“We can come back-”

“Stay put now,” Fine said, looking beyond them to the window. Minogue feared the worst but Fine did not pounce.

“I’ll look into the matter of how my wife got to hear of this from the neighbour and not from the Gardai some other time. I expect there’s some reason, some excuse,” Fine said. “I had a call from the Garda Commissioner five minutes before you came. I’ll take the matter up with him. It’s nothing for you, for you personally, to feel awkward about.”

“Your Worship, I might as well-”

“It’ll be better if you call me Mr. Fine.”

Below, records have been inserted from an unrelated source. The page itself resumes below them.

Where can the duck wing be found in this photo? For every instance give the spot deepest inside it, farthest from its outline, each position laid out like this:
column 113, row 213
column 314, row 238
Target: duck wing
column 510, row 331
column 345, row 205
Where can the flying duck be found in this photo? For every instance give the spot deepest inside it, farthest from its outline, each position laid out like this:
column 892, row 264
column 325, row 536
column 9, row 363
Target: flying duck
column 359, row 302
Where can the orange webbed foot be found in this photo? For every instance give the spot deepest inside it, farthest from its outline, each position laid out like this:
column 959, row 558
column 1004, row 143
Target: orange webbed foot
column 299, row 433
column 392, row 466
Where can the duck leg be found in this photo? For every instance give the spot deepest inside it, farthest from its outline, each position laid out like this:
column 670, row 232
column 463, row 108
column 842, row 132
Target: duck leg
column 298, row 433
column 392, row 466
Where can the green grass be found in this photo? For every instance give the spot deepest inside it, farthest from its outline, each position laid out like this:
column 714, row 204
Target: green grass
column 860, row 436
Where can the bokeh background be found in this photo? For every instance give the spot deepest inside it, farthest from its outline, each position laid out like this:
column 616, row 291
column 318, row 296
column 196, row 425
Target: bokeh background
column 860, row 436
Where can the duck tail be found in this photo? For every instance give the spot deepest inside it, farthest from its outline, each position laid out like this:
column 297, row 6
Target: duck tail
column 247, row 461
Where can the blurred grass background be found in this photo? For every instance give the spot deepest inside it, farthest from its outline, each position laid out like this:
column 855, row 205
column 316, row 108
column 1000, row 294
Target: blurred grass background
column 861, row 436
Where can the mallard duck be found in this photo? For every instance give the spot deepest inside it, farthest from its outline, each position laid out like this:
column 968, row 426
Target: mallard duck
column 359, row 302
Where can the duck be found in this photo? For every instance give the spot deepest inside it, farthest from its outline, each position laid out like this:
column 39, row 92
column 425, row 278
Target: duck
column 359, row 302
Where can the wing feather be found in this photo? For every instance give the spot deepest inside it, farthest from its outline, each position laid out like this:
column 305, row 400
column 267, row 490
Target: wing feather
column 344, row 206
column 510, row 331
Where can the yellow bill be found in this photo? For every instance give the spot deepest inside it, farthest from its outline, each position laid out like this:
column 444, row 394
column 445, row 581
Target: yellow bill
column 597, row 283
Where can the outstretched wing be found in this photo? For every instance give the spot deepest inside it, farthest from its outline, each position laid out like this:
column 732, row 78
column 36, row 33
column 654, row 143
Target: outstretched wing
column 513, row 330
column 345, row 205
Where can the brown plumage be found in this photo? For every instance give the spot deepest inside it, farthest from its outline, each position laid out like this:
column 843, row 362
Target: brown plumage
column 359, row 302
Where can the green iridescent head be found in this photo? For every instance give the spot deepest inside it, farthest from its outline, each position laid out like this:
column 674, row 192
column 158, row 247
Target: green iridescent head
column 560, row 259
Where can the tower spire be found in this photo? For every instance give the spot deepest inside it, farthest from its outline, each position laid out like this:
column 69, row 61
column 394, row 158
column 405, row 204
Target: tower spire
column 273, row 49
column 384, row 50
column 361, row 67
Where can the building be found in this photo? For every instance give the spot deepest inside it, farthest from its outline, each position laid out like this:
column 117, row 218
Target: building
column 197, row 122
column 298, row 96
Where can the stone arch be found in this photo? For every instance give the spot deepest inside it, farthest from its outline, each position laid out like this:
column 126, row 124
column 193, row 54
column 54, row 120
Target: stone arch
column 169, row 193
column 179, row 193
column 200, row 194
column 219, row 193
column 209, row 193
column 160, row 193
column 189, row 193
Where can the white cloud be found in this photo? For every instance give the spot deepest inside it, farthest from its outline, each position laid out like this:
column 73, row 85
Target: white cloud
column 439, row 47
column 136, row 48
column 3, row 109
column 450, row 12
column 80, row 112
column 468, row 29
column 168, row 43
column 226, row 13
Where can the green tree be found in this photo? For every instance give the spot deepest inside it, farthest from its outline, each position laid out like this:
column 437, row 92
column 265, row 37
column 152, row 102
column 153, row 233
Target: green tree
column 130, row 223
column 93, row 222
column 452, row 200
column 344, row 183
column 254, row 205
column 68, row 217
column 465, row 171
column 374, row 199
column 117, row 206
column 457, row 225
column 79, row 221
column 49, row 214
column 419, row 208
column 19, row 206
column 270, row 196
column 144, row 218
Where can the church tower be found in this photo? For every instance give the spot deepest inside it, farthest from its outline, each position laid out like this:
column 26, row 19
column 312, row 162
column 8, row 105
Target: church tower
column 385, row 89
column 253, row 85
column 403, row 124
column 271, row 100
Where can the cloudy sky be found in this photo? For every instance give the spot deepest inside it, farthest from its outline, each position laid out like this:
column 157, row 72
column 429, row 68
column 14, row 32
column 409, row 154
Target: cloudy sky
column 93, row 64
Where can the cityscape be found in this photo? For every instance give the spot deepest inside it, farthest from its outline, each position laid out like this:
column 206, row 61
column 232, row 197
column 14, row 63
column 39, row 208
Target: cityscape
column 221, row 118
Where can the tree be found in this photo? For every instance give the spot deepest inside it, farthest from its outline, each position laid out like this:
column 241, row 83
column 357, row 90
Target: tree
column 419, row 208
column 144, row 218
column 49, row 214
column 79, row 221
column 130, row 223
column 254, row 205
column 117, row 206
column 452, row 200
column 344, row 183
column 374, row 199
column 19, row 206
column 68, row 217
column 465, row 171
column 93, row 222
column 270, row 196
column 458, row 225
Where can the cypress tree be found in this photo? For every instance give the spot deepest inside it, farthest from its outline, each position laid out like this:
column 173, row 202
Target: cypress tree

“Mr. Fine,” Minogue began again,“I’ll give you as much as I know, as much as we know, if you want to hear it.”

“I do, in as much as I need to hear it sooner or later,” Fine replied.

“Your son was shot three times. Where he was shot suggests some kind of a punishment killing, an execution. There are no signs that he was otherwise abused before he died. It’s very likely that he died instantly. From what our forensic technicians tell us, and this is in the absence of the State Pathologist’s work yet to be done, Paul was shot at very close range.”

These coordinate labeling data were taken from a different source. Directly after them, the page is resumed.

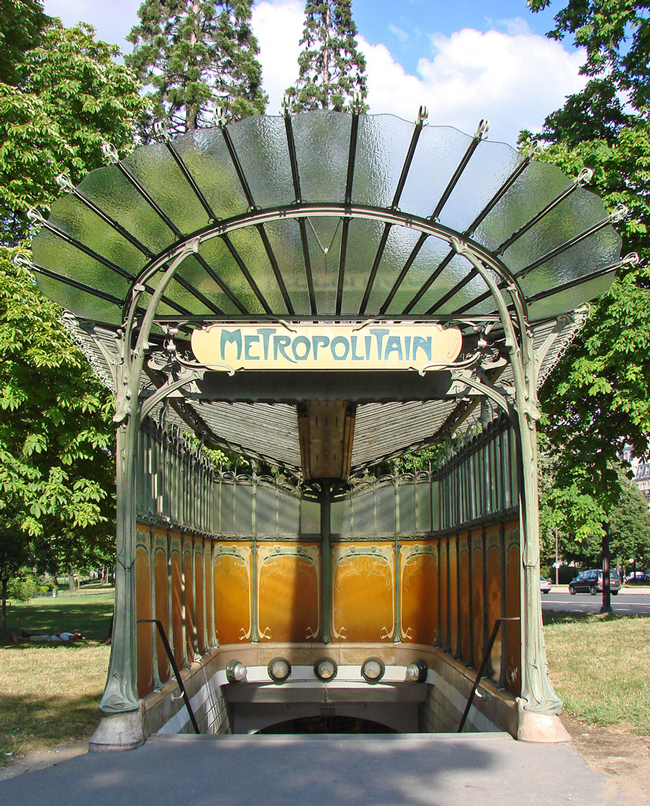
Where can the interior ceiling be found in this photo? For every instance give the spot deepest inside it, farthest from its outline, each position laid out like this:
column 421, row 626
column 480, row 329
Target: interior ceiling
column 324, row 216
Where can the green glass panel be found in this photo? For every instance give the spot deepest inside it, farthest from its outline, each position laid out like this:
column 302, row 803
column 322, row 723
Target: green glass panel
column 457, row 270
column 382, row 146
column 205, row 153
column 156, row 170
column 363, row 240
column 363, row 514
column 80, row 302
column 80, row 222
column 569, row 299
column 322, row 148
column 399, row 245
column 324, row 239
column 577, row 213
column 112, row 192
column 53, row 253
column 263, row 152
column 181, row 295
column 385, row 496
column 599, row 250
column 432, row 253
column 490, row 166
column 440, row 150
column 407, row 509
column 265, row 510
column 194, row 273
column 423, row 490
column 284, row 236
column 250, row 247
column 218, row 257
column 309, row 517
column 537, row 186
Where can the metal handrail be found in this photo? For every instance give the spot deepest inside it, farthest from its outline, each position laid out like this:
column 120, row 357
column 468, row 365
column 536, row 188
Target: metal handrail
column 168, row 650
column 484, row 663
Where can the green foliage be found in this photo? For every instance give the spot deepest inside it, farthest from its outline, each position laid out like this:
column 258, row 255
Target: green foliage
column 21, row 24
column 56, row 436
column 596, row 401
column 629, row 526
column 331, row 69
column 615, row 34
column 73, row 98
column 197, row 55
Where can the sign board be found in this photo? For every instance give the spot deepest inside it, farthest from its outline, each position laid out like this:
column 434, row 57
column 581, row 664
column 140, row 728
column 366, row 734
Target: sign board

“He was shot in the head,” Fine said, as though addressing nobody. Minogue’s stomach coiled with the anguish. He heard Hoey draw a breath and hold it as he perched on the edge of the chair.

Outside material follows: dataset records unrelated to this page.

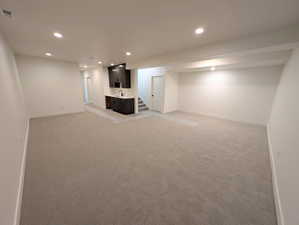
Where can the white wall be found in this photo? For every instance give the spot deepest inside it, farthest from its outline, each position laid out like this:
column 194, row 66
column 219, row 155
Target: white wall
column 171, row 90
column 13, row 132
column 283, row 131
column 96, row 85
column 244, row 95
column 51, row 87
column 145, row 83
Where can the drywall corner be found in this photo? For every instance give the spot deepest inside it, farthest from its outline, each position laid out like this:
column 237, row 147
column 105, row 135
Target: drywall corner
column 279, row 212
column 22, row 176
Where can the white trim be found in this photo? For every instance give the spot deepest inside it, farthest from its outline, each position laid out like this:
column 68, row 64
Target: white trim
column 21, row 180
column 279, row 213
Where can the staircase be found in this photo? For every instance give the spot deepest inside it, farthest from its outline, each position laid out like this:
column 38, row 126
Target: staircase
column 141, row 105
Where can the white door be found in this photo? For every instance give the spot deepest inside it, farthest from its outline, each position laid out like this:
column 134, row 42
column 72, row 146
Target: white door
column 157, row 83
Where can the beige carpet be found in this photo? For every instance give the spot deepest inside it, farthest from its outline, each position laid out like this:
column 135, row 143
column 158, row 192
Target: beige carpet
column 175, row 169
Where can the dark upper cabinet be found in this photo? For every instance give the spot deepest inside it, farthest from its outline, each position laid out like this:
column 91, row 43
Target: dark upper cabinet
column 119, row 76
column 121, row 105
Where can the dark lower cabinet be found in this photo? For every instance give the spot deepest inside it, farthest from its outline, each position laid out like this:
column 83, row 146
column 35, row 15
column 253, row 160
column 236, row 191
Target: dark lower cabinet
column 120, row 105
column 108, row 102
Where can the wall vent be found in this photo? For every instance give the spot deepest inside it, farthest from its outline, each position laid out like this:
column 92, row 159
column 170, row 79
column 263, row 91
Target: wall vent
column 6, row 13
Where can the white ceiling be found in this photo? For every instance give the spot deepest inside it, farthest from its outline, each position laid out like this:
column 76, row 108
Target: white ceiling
column 105, row 29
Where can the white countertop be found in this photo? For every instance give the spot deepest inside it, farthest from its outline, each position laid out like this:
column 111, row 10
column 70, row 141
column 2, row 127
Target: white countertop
column 118, row 96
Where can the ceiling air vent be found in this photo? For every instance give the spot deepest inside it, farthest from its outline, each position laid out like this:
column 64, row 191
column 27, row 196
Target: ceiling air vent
column 6, row 13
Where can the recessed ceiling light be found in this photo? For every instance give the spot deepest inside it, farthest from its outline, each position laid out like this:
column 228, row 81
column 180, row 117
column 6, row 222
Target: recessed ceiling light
column 58, row 35
column 199, row 30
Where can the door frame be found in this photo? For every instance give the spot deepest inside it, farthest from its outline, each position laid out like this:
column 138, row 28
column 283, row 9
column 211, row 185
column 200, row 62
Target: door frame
column 162, row 92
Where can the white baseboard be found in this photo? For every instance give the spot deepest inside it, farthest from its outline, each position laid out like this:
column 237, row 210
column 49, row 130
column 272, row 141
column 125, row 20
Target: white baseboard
column 279, row 213
column 21, row 180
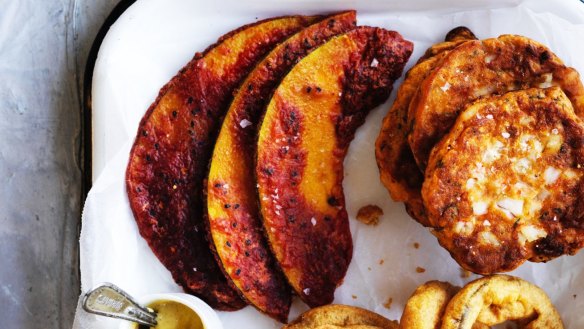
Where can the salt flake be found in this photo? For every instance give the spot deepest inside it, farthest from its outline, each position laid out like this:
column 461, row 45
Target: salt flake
column 245, row 123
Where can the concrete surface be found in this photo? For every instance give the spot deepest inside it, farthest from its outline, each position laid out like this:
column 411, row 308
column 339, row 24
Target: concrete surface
column 43, row 49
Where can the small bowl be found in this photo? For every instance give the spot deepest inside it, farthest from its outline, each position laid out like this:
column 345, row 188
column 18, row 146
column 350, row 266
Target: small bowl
column 206, row 313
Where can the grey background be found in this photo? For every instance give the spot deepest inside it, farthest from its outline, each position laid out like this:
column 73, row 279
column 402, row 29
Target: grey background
column 43, row 49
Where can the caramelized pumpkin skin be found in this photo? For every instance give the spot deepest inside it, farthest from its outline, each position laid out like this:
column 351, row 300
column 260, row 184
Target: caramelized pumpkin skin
column 302, row 142
column 235, row 227
column 169, row 158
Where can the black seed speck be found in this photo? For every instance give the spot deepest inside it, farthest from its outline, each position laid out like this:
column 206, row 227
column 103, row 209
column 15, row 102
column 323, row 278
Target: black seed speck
column 332, row 201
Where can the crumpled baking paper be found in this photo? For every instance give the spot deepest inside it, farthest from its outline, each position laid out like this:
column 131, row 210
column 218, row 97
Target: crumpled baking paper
column 155, row 38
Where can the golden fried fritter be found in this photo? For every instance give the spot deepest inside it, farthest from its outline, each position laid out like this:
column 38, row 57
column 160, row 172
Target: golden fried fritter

“Yes, he was,” Minogue replied hoarsely.

Fine blinked several times. His eyes looked out on nothing local to the room or the men in it. Minogue believed that he saw Fine grow smaller, become a different man in that minute’s silence. Hoey’s jittery animal eyes darted to the ceiling when the cries sounded upstairs again. Footsteps skipped quickly down a staircase. A bearded man in his middle years opened the door, glanced at the two policemen and gestured to Fine. Fine left the room. Minogue noted the skullcap, the yarmulka, as the bearded man turned and drew the door closed behind Fine.